Metabolism of zearalenone by genetically modified organisms expressing the detoxification gene from Clonostachys rosea

Abstract

Zearalenone (ZEN) is converted to a nontoxic product by a lactonohydololase encoded by zhd101. An enhanced green fluorescent protein (EGFP) gene was fused to zhd101 (i.e., egfp::zhd101) and expressed in Escherichia coli. Both recombinant ZHD101 and EGFP::ZHD101 were purified to homogeneity and characterized. Maximal activity of ZHD101 toward ZEN was measured at approximately 37 to 45 degrees C and pH 10.5 (k(cat) at 30 degrees C, 0.51 s(-1)). The enzyme was irreversibly inactivated at pH values below 4.5 or by treatment with serine protease inhibitors. ZHD101 was also active against five ZEN cognates, although the efficiencies were generally low; e.g., the k(cat) was highest with zearalanone (1.5 s(-1)) and lowest with beta-zearalenol (0.075 s(-1)).

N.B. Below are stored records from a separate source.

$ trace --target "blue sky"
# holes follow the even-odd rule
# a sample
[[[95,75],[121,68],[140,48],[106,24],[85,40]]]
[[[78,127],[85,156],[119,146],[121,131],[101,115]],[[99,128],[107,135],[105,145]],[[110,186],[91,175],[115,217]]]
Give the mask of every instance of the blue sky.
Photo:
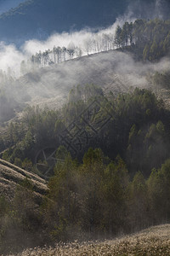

EGFP::ZHD101 had properties similar to those of the individual proteins with regard to the EGFP fluorescence and lactonohydrolase activity. Fortuitously, EGFP::ZHD101 exhibited a good correlation between the fluorescence intensity and reaction velocity under various pH conditions. We therefore used egfp::zhd101 to visually monitor the lactonohydrolase activity in genetically modified organisms and evaluated the usefulness of zhd101 for in vivo detoxification of ZEN. While recombinant E. coli and transgenic rice calluses exhibited strong EGFP fluorescence and completely degraded ZEN in liquid media, recombinant Saccharomyces cerevisiae gave poor fluorescence and did not eliminate all the toxicity of the mycotoxin in the medium; i.e., the rest of ZEN was transformed into an unfavorable substrate, beta-zearalenol, by an as-yet-unidentified reductase and remained in the medium. Even so, as much as 75% of ZEN was detoxified by the yeast transformant, which is better than the detoxification system in which food-grade Lactobacillus strains are used (H. El-Nezami, N. Polychronaki, S. Salminen, and H. Mykkuäne, Appl. Environ. Microbiol. 68:3545-3549, 2002). An appropriate combination of a candidate host microbe and the codon-optimized synthetic gene may contribute significantly to establishing a mycotoxin detoxification system for food and feed.

FIG. 1.

Chemical structures of ZEN and cognate molecules. The values for relative estrogenicity are also shown (25).

FIG. 2.

Effects of temperature on ZHD101 activity. The enzyme reaction was carried on at 25°C (○), 30°C (□), 37°C (◊), 45°C (▵), and 50°C (•).

FIG. 3.

Relationship between the lactonohydrolase activity and the fluorescence intensity of EGFP::ZHD101 at various pH values. Four picomoles of EGFP::ZHD101 was used for each reaction.

FIG. 4.

Detoxification of ZEN and its derivatives by recombinant E. coli. Wild-type E. coli BL21 star (DE3) (A) and transformants of this strain carrying pET12a-zhd101 (B) and pET19b-egfp::zhd101 (C) were incubated with 2 μg of ZEN per ml (blue), 2 μg of α-zearalenol per ml (red), or 2 μg of β-zearalenol per ml (green). The amounts of ZEN and its derivatives were measured at appropriate times. (Insets) Fluorescent images of bacterial cells.

FIG. 5.

Detoxification of ZEN by recombinant yeast. ZEN (2 μg/ml) was added to an induced yeast culture. Yeast cells were collected on days 0, 1, and 4 for the wild-type and Tr P1. The bars indicate the amounts of ZEN and β-zearalenol. (Insets) Fluorescent images of yeast cells.

FIG. 6.

Detoxification of ZEN by transgenic rice cultured suspension cells. ZEN (1 μg/ml) was added to cultured suspension cells of the wild type, Tr T1, and Tr T2. The media were collected on days 0, 1, 3, 5, and 7. The y axes on the left and right indicate the concentrations and total amounts of ZEN in the culture media, respectively. (Insets) Fluorescent images of rice calluses.WT, wild type; T1, Tr T1; T2, Tr T2.